Defence Delays in Fouani Case Highlight Systemic Tug-of-War Between Timeliness and the Choice of Parties

Talal Fouani, 48, was charged in June 2022 for “laundering money for organized crime” in relation to a police investigation “into a massive, cross-border drug trafficking operation involving Mexican cartels.” According to the Alberta police, the $55-million drug bust was the largest ever in Alberta, “involving nearly one metric tonne of methamphetamine and six kilograms of cocaine.”

Two weeks after Fouani was charged there was a targeted shooting that took place against Fouani in which he was seriously injured and his wife was killed. Fouani believed that the shooting was in relation to his charges. The accused in the shooting, Michael Tyrel Arnold, 35, begins his trial in February 2025 for first degree murder and attempted murder. 

Fouani pleaded guilty in March 2023 and has yet to be sentenced. The case has taken 30 months despite the 18-month ceiling and Fouani’s defence lawyer applied for a Jordan application. The Jordan application was dismissed when Justice Greg Stirling found that much of the delay was caused by the defence “including 14 applications filed by Fouani’s previous lawyer, Yoav Niv.”

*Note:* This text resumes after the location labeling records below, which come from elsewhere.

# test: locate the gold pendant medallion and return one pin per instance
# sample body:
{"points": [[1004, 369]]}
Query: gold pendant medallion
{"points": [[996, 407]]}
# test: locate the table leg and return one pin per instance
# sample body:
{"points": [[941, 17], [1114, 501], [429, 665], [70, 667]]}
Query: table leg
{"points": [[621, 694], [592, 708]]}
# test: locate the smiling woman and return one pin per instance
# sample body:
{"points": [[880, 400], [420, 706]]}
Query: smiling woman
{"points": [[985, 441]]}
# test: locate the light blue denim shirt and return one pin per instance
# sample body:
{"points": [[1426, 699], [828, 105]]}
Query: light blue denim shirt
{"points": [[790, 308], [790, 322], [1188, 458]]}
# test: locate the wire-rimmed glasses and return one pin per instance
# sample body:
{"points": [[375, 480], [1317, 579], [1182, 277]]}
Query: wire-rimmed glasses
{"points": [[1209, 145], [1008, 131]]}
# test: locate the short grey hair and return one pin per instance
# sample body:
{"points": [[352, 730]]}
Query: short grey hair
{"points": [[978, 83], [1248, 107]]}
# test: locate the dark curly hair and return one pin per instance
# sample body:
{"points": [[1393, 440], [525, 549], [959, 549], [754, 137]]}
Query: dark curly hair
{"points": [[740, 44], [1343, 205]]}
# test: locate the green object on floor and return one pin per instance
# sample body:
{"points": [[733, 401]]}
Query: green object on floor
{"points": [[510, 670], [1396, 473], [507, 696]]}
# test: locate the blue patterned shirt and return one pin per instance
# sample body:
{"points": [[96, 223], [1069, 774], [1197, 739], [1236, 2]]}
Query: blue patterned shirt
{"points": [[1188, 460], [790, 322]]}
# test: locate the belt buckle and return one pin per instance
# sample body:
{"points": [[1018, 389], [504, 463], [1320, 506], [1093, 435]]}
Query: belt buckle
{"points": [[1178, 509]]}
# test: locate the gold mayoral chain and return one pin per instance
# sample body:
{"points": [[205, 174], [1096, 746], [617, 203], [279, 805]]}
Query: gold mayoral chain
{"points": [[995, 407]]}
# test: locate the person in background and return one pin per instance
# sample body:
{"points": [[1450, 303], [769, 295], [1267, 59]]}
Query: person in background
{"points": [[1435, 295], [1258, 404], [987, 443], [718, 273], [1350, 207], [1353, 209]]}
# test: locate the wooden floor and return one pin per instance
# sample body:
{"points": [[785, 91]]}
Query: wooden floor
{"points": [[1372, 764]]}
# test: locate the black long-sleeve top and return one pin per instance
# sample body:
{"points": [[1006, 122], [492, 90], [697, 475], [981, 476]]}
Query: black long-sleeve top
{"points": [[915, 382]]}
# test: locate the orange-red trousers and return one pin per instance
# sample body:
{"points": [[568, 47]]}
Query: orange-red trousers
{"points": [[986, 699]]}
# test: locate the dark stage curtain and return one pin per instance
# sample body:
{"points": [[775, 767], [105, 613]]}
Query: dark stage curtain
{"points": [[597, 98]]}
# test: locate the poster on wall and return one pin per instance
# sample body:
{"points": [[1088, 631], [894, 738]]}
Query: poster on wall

As the number and complexity of pre-trial motions has increased in Canada and the time to trial has lengthened there has been an emerging debate about how to improve motions practice in criminal cases. This is fuelled in part by the experience in the U.S. where despite similar pre-trial motions, proceedings are often much quicker to trial. One obvious difference is that in the U.S. there is often no right to an oral argument and motion was decided on the basis of the written materials.

The practical effect is that motions tend to be adjudicated serially over many months or even several years because of the need to coordinate the materials as well as judicial and counsel calendars. Some efforts are underway to move pre-trial motions along but the results are not yet known. The reliance on oral submissions as the conclusion of the advocacy process has deep roots in our culture and affection for it runs deep with both judges and lawyers.

One of the challenges in realising the ambitions for timeliness underlying the Jordan time limits is the practical incentive it places on the defence to wait to see if the prosecution fails to act promptly. There is little incentive in most cases to collaborate in order to achieve timeliness.

The broader implications of delays in justice are often in tension with the choices of the parties. This is one of the reasons why delays are so recurrent in history. Put simply delays can suit some of the purposes of the parties even where the end result undermines confidence in the system itself. The calculus becomes even more complicated when the effect of systematic delays may be to discourage or divert disputes away from the court system entirely.

These observations support the need for a neutral arbiter to be responsible for the timely performance of cases within the system and undergirds the observation that timeliness in history has mostly been achieved when arbiters take on and discharge the responsibility for timeliness.